There are also selective reasons for synonymous mutations being retained. Highly expressed genes have codons corresponding to abundant tRNAs. You can usually increase the expression of a cloned low expression gene by changing the codons to optimal ones in the species where you are expressing it. I have seen a few papers with evidence that specific codons actually are selected for. tRNAs have a surprising array of functions, and there may be other reasons for preferring a particular codon. There are also transcription and splicing regulatory sites in coding regions that could account for the 3rd position nucleotides being selected.
There is no mystery about why Y chromosomes have less diversity. Without recombination, if a Y mutation occurs that clobbers male fertility (about he only function on the Y), that whole Y and all its variants will be lost. They write as if fitness if only 1 or 0, and a mutation has to be lethal to have an effect on fitness. Fitness is quantitative and the result of the mass of variants that get together in an individual. If the sum of the effects of those variants is no offstring or fewer offspring, the copies of all those variants will be lost, not just one.
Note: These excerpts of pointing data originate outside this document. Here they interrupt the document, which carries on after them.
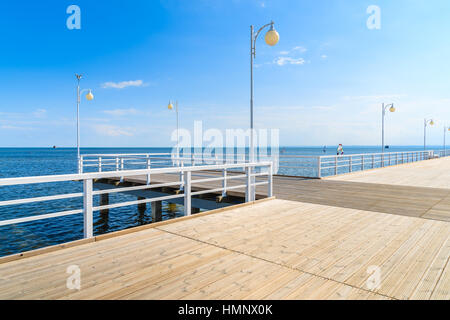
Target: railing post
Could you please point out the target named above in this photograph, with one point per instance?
(270, 181)
(80, 164)
(224, 182)
(182, 178)
(319, 167)
(335, 165)
(187, 193)
(248, 183)
(148, 168)
(121, 168)
(87, 209)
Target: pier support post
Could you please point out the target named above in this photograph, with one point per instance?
(156, 211)
(142, 206)
(104, 201)
(88, 228)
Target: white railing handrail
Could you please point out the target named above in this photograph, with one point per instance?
(112, 174)
(374, 154)
(185, 183)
Talking about 2 people who share a common ancestor 50,000 years ago is simple minded. Beyond a few thousand years ago, everyone who has any current descendants is an ancestor of everyone alive today. Those two people would be unlikely to have any DNA segments at all from their ancestor 50,000 years ago, even though they are his descendants, because they have a large number of other ancestors. It is well known that the coalescent age for autosomal genes is a million or more years. There are very old variants, some them so old they are present in chimps too, but there are also countless young variants that have occurred in the massive population expansion of the last few thousand years. Each ond of these recent variants is rare, but all of them together represent a significant fraction of all the SNPs in the species.
There is a genetics literature on the problem of mutation load. I have read things by J. F. Crowe and by Kondrashov, but these guys don’t even reference any of it. Those papers are hard core population genetics that I don’t know enough to evaluate. I don’t know what the answer to that problem is, but I don’t think it’s in this paper.
Preston, I have only skimmed the paper; hopefully I’ll be able to read it carefully later. I like your comments. I’d add that I partly agree with Jon that “randomness” can cover ignorance of mechanisms in some cases, and as you mention, we do in fact know some physical mechanisms that bias mutations. But that does not contradict standard evolutionary theory.
I forgot to mention this article that appeared in the sidebar of the article you showed us:
http://www.ncbi.nlm.nih.gov/pmc/articles/PMC2910838/
It gives evidence for natural selection controlling mutation rate, and for drift limiting this effect, as expected according to standard population genetics.
I’m in the process of reading a review on the basis of mutation rate variation in humans in this year’s Annual Review of Genomics and Human Genetics. It seems to be a pretty good overview of the area. Of course there’s bound to be a lot about this that we don’t know, since they just acquired the ability to determine mutation rate directly in a family a few years ago.
I’m the lone “professional” in the U106 Y-SNP Haplogroup discussion, and they would be surprised to hear the Y variant rate is much lower than the autosomes, as they are dealing with a rapidly expanding group of SNPs from next-generation sequencing. I haven’t yet coughed up the $500 bucks it takes to get 10 million bases of your Y sequenced.